Kenny didn't like the idea of people coming onto the expressway ahead of him and gunned it like mad to prevent that happening. Lil Cub and I were holding our breath the whole way to Walmart and back.

Back at the bunkhouse basement, I took a little nap, talked with Cowgirl about books, and in the evening went to listen to some jazz next door at the Deer Head Inn.
At the bar I met a fellow through hiker, Persistent, around my age, in his sixties. I also met 65 year old Blueberry again. I had met her walking in a meadow a couple of weeks ago.
They were staying at the Inn which I could not afford.

I love jazz and it was a very professional uplifting band playing at seven o'clock.
I listened to it out on the porch of the Inn with Blueberry but I was tired and very reluctantly went back to the church around 8PM, hiker's midnight.  
July 8 tented near Carter Lake  1313 miles
Walked twenty miles today.
A wonderful guy at the church brought a number of our packs up the trail 10 miles from the church and I slack packed alone out of Delaware Water Gap around 8:00AM. Crossing under the expressways and uphill onto a moderate trail terrain for the most part.
At the end of ten miles there was a hiker's feast put on by Tom Kennedy and sponsored by supporters for mental health. It was quite a feast of watermelon and hamburgers, potato salad and cake, and blue ribbon beer. There were about twenty hikers there including Lil Cub and Dundee.

We left there together with full packs, and I ended up separating from them, checking out a side trail. I didn't want to just hike. I wanted to explore some.

It was a nice trail with many wild dogwoods flowering along side a stream. I didn't know there were any. In Georgia I was told the original dogwood had died out.

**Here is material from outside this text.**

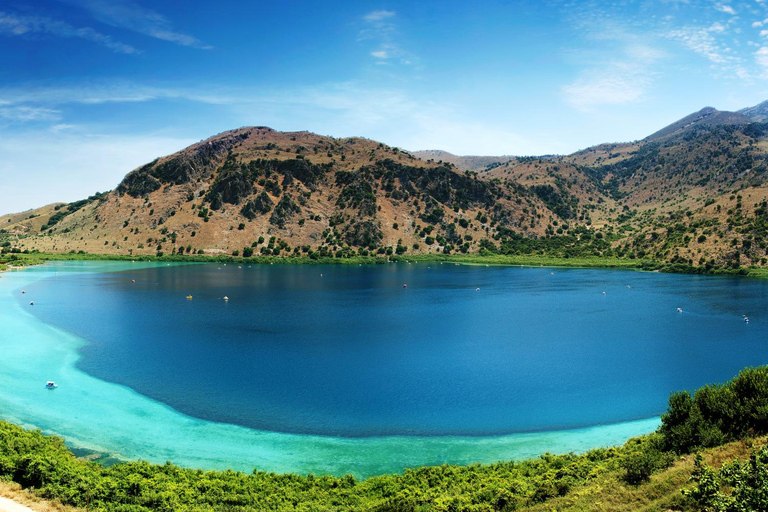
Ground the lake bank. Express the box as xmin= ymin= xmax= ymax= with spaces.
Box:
xmin=3 ymin=250 xmax=766 ymax=278
xmin=0 ymin=261 xmax=667 ymax=478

Then I met twenty-two year old Cowgirl along the way, we have a love of books together, and we hiked together for a while but she was anxious to get to a water source and to put in her long miles so she could reach New York City in time to see a friend. She left this slow guy behind. 

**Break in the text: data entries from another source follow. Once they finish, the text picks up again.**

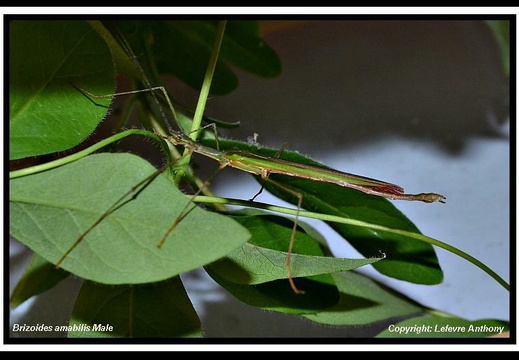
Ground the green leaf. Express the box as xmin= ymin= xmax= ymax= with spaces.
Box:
xmin=151 ymin=21 xmax=237 ymax=95
xmin=210 ymin=213 xmax=383 ymax=285
xmin=10 ymin=252 xmax=70 ymax=309
xmin=283 ymin=181 xmax=443 ymax=285
xmin=150 ymin=20 xmax=281 ymax=95
xmin=486 ymin=20 xmax=509 ymax=76
xmin=207 ymin=213 xmax=339 ymax=314
xmin=9 ymin=153 xmax=250 ymax=284
xmin=304 ymin=271 xmax=423 ymax=326
xmin=376 ymin=316 xmax=510 ymax=338
xmin=68 ymin=278 xmax=202 ymax=338
xmin=218 ymin=243 xmax=380 ymax=284
xmin=87 ymin=20 xmax=142 ymax=79
xmin=206 ymin=267 xmax=340 ymax=315
xmin=9 ymin=20 xmax=115 ymax=160
xmin=207 ymin=213 xmax=382 ymax=314
xmin=202 ymin=138 xmax=443 ymax=285
xmin=221 ymin=20 xmax=282 ymax=77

But I passed her about four miles later, as she sat with some guys at a campsite, and continued walking an easy grassy road, walking  past  probable campsites and into the setting sun, meeting twenty-nine year old Whiskers along the way, thinking that we would camp together, and then I, pushing ahead as it was getting dark, and seeing a big climb up ahead, decided to camp at Crater Lake near the trail around 8PM, seeing no sign of Whiskers.

You are not supposed to camp there but I did anyway, close to the trail.

Whiskers, on the phone, walked past me, saying he wouldn't be camping with me, his girlfriend was going to pick him up
.
I fell asleep to the insistent sound of frogs and whippoorwills and hoot owls.
It had been a long twenty mile day but a good one.